All fields are optional; absent fields are treated as empty. `git-diff` source ignores `--input` (passing both is rejected).

## Collection Status

`collection_status` is a top-level field on every output. It reports whether signal collection was trustworthy, which is a **distinct axis** from `candidate_level`. A collection failure still yields a valid `candidate_level` (empty signals fall to `lightweight`), so a consumer must not read `candidate_level` alone — a `lightweight` candidate under `degraded`/`unavailable` is **not** trustworthy low-risk; treat depth as unknown and fall back to direct evidence.

It is advisory and never-blocking: the exit code stays `0` for `ok`, `degraded`, and `unavailable`. A non-zero exit is reserved for a rejected invocation (bad arguments, schema unavailable/invalid).

The value is derived from the source `reason_code` (the first entry of `reason_codes`):

| Source reason_code | `collection_status` |
| --- | --- |
| `git-diff-collected` | `ok` |
| `empty-diff` | `ok` |
| `plan-declared-collected` | `ok` |
| `no-diff-base` | `degraded` |
| `git-diff-failed` | `degraded` |
| `planning-context-unreadable` | `degraded` |
| `not-a-repo` | `unavailable` |

Cross-contract note: `collection_status` deliberately shares the `unavailable` vocabulary with `resource-governance-lens.v1`'s top-level `status`, but it is a different axis. `resource-lens.status` answers "did I find advisory items" and has no `degraded`; `collection_status` answers "was collection trustworthy" and needs `degraded` because task-signals has a `--base-ref`/`--input` that can fail while the repo still exists — a state resource-lens has no equivalent for.

## Canonical Fields

The JSON schema in `task-governance-signals.schema.json` is the canonical field definition.

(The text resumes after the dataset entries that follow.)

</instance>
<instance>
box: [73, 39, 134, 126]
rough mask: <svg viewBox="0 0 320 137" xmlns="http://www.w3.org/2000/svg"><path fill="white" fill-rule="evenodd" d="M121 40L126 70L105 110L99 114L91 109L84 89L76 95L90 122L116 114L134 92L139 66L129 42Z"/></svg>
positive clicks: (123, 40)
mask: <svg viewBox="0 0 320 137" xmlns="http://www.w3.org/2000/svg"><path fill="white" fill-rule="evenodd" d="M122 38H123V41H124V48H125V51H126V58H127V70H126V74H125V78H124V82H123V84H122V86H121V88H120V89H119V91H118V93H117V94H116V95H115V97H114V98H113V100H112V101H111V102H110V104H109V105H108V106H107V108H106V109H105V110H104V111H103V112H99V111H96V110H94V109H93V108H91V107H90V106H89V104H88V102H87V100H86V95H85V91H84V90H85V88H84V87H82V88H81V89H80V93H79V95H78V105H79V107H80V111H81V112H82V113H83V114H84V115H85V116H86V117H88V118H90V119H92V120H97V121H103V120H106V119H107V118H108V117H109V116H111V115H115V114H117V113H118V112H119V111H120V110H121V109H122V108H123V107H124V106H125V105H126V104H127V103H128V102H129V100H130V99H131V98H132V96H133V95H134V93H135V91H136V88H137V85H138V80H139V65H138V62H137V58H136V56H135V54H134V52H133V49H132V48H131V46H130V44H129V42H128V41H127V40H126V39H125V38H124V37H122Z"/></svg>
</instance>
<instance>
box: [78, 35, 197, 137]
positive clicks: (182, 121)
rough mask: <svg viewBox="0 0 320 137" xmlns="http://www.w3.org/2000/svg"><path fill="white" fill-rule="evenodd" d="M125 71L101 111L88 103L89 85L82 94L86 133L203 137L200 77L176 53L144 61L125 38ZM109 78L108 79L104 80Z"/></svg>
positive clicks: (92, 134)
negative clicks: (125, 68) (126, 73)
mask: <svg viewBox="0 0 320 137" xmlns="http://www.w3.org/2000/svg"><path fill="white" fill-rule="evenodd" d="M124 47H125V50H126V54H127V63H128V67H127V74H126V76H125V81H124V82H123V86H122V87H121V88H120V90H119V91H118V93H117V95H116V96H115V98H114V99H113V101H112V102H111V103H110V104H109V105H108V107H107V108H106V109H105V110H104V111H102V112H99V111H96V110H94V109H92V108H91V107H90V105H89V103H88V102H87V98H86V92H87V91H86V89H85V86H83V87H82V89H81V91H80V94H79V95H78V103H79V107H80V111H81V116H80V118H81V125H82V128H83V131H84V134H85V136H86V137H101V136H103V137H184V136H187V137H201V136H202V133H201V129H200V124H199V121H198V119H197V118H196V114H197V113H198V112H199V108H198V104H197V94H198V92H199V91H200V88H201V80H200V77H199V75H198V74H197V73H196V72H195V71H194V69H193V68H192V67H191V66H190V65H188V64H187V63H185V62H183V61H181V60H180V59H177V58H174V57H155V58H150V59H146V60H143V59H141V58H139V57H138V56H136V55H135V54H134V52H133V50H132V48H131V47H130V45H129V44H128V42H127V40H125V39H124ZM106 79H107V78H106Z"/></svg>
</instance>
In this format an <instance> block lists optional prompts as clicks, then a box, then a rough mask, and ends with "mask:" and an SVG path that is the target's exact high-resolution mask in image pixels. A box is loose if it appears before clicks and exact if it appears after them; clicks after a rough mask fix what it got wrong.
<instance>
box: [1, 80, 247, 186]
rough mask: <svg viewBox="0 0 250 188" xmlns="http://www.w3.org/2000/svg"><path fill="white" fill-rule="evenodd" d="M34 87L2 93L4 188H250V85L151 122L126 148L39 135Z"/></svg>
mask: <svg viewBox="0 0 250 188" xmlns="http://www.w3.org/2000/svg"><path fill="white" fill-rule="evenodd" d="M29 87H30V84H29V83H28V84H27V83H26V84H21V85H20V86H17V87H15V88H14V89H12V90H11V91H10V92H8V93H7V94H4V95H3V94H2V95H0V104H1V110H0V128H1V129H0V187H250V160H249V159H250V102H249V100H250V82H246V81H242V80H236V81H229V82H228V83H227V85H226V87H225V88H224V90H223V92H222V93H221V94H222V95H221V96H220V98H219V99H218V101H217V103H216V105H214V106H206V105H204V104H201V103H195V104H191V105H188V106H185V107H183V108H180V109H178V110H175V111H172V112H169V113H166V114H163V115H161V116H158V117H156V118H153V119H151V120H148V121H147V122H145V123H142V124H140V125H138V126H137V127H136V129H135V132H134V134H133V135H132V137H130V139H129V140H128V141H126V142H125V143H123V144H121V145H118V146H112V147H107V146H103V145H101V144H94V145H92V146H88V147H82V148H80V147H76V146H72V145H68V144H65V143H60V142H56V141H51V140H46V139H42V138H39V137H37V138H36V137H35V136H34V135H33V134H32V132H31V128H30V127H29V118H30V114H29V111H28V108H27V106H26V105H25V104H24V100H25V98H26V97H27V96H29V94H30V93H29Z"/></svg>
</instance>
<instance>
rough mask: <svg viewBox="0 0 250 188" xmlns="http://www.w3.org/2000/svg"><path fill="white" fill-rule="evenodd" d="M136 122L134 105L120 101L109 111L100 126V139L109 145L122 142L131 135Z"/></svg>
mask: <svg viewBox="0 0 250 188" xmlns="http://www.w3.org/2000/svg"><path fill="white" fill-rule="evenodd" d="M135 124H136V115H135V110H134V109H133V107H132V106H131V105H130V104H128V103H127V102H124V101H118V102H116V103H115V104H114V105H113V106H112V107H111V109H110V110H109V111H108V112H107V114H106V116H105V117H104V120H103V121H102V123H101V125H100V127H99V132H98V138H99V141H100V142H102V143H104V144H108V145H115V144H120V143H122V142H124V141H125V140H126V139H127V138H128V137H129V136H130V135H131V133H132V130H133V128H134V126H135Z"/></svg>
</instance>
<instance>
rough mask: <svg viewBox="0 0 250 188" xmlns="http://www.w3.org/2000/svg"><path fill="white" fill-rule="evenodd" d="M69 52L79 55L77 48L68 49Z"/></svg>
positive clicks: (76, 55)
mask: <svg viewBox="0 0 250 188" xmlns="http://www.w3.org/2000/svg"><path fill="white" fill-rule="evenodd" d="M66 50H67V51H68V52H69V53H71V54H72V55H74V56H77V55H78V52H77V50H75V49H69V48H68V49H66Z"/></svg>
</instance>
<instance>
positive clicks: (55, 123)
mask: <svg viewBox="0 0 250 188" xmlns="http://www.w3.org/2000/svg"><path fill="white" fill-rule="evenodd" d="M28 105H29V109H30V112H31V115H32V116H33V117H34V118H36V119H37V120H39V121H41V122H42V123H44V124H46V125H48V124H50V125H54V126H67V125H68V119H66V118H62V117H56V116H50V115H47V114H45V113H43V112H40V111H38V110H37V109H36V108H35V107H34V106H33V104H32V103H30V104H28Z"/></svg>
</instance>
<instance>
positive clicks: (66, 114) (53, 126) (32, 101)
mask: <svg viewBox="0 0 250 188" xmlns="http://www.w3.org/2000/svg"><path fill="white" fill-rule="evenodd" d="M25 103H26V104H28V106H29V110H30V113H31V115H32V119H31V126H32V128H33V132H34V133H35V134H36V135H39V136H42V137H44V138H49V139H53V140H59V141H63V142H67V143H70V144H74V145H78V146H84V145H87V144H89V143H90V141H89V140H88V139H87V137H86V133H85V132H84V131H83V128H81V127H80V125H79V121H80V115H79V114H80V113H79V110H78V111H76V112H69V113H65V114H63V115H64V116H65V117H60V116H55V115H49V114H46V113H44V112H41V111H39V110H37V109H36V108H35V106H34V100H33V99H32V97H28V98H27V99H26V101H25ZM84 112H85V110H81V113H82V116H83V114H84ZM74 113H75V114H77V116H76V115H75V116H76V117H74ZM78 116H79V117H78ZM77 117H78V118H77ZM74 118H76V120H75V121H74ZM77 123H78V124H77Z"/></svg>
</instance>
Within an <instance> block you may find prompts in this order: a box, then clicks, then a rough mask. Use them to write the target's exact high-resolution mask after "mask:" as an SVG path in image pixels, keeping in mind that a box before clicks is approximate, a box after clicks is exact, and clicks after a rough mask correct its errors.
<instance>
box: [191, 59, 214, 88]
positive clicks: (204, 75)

Other docs may describe consumption, but must not redefine field shape.

The contract intentionally has no `score` and no numeric `confidence`. Scripts prepare facts; the LLM decides plan depth.

## Consumers

Consumers must treat `candidate_level` and the transparent buckets as advisory facts. `collection_status` must be read alongside `candidate_level`; a `lightweight` candidate without trustworthy collection is not confirmed low risk.

- `spec-plan` Phase 0.6 consumes `plan-declared` output before a plan exists. The workflow LLM confirms or overrides plan depth and records the reason.
- `spec-write-tasks` may use `plan-declared` output only as optional cross-check evidence after a source plan exists. At task-compilation time, written source-plan structure is the primary evidence: implementation-unit count, declared `Files`, dependency chains, cross-module surfaces, verification spread, and `plan_depth` when present. `spec-write-tasks` must not treat `plan-declared` as a hard gate or a second source of truth, and must fall back to direct plan evidence when collection is degraded, unavailable, absent, or weaker than the written plan structure.

## Transparent Buckets

The default producer uses simple, visible buckets. The thresholds below are advisory and intentionally visible so the workflow LLM can question or override them; they are candidate facts, not final task classification.

`deep` when any of:

| Signal | Threshold |
| --- | --- |
| `line_delta` | `>= 1000` |
| `file_count` | `>= 10` |
| `declared_path_count` | `>= 8` |
| `source_ref_count` | `>= 6` |
| `target_area_count` | `>= 4` |
| `critical_path_hits` | `>= 2` |

Otherwise `standard` when any of:

| Signal | Threshold |
| --- | --- |
| `line_delta` | `>= 400` |
| `file_count` | `>= 4` |
| `declared_path_count` | `>= 3` |
| `source_ref_count` | `>= 2` |
| `cross_module` | `true` |
| `keyword_hits` | `>= 1` |
| `critical_path_hits` | `>= 1` |

Otherwise `lightweight` (no broad surface and no high-risk signal).